11. Agencies will rely less on awards to promote their value to clients

Who doesn’t like an award and a moment on stage? From the Oscars to the Effies, there is no shortage of ceremonies to celebrate winners in every imaginable discipline. This doesn’t make them the best yardstick though. A study by the IPA has shown that over the past 24 years, the effectiveness of creatively awarded campaigns has constantly declined since 2008, largely because trophies have gone to under-performing, low-budget, digitally-focused campaigns. While awards come with some benefits, including boosting pride, morale and perception, their actual impact is hard to quantify. What is perfectly measurable, however, is the cost attached to participating in them. From entry fees and supporting material to gala dinner tickets, many agencies are questioning their return on investment and will look for alternative ways to objectively validate their quality and performance.

12. Climate activism will be expressed in the aisles rather than the streets

Concern about climate change is rising among Middle East citizens. Several studies show that more than 60 per cent of residents are worried. If the younger generations appear more concerned, the poorer segments are less so. While this anxiety can’t easily be expressed in the streets, more and more people here accept they have a responsibility and role to play. Some, like the Arab Youth Climate Movement, hope to change minds and policies by lobbying governments. Many more modify their purchase decisions to align them with their values. Manufacturers will need to ensure their products and packaging are environmentally friendly to counter the rising competition of entrepreneur and activist brands.

13. Having a purpose will be as important as
having a brand

Earlier this year, the industry body for leading US CEOs changed the definition of the purpose of a corporation it had held for more than 20 years.
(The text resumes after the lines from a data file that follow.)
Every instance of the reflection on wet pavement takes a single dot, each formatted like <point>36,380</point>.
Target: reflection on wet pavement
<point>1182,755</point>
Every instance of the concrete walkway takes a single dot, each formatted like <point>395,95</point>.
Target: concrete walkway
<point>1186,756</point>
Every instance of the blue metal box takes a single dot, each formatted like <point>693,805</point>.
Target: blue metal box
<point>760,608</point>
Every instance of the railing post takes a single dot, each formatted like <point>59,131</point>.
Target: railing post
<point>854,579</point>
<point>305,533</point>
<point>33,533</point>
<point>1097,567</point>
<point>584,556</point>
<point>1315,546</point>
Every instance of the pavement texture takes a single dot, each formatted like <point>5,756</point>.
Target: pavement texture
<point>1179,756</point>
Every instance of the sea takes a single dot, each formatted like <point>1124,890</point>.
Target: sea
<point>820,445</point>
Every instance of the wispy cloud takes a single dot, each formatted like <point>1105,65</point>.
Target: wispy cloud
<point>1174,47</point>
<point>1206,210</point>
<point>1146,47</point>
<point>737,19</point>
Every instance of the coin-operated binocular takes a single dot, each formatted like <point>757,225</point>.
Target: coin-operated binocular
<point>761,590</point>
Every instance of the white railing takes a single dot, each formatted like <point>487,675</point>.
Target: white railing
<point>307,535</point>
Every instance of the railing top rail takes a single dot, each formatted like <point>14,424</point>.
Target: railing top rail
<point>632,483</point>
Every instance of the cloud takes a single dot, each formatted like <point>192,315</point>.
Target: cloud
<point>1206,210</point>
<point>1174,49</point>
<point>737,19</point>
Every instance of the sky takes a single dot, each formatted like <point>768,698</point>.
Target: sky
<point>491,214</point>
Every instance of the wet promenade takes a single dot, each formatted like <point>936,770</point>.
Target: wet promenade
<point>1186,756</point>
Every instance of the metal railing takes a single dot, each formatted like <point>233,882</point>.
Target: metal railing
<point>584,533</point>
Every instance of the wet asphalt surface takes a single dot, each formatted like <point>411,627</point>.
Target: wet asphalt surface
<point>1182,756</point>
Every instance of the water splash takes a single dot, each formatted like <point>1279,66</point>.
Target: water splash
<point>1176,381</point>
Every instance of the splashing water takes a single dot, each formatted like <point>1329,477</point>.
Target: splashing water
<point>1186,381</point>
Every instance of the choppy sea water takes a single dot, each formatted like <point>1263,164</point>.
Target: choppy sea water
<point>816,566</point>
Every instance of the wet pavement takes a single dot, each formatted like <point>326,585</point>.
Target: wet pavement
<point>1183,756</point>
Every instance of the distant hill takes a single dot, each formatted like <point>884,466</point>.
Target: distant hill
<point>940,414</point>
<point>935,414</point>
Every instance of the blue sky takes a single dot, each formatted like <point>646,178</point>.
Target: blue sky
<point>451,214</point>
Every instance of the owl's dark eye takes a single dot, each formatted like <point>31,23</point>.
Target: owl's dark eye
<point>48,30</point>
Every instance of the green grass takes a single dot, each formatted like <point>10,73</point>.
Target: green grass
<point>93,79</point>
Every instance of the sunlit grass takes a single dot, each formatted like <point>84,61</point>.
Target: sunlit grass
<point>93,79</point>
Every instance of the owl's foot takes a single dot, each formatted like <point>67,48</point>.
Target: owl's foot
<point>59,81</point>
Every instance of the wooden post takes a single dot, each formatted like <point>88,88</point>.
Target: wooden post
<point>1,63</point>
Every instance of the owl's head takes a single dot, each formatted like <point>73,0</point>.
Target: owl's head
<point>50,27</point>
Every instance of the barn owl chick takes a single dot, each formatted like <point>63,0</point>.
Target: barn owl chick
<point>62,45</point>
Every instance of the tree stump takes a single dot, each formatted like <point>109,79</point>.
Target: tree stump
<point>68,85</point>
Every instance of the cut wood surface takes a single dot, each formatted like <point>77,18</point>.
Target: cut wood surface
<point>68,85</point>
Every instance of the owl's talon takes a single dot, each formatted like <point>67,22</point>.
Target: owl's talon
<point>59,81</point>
Instead of stating that its duty was to its stockholders, the organisation now believes that a business has a broader responsibility to society. The age of purpose and activism is upon us. It’s not about cloaking a brand in goodwill and doing good occasionally. It’s about standing for something meaningful, proving it and making a tangible difference. Why? Because it’s a rallying cry, a differentiator and a magnet for people who share the same beliefs. We will see more and more organisations going through introspection to determine what their purpose is and working, authentically, towards a stated and achievable societal goal.

When times are tough, the focus shifts to more immediate and primal considerations. The issue is that we then tend to lose perspective and context. There are tectonic shifts happening and some trends are more perceptible than others. The dichotomy between marketing and sales appears
to be fading, and execution seems to become more important than strategy, for example. These changes require us to consider the big picture and remain agile to stay relevant in the years to come.

We’re certainly faced with several challenges. Digitisation, automation, offshoring and localisation of the workforce, on top of geo-political tensions and the paradigm shift that comes from the emergence of Saudi Arabia, are reasons enough to pause and reflect. Our response to them needs to consider both the short and long term. Industries that haven’t upended their business model are shedding jobs and this goes for our sector too.

Behind any challenge there is an opportunity. There is still growth and optimism if you look closely enough. Our industry has a unique talent in finding a positive in any product or service. This is how we build brands. Let’s turn the tables and apply this positivity and enthusiasm to ourselves. Time to lose the doom and gloom, unleash our ambition, roll up our sleeves and look forward to better times ahead.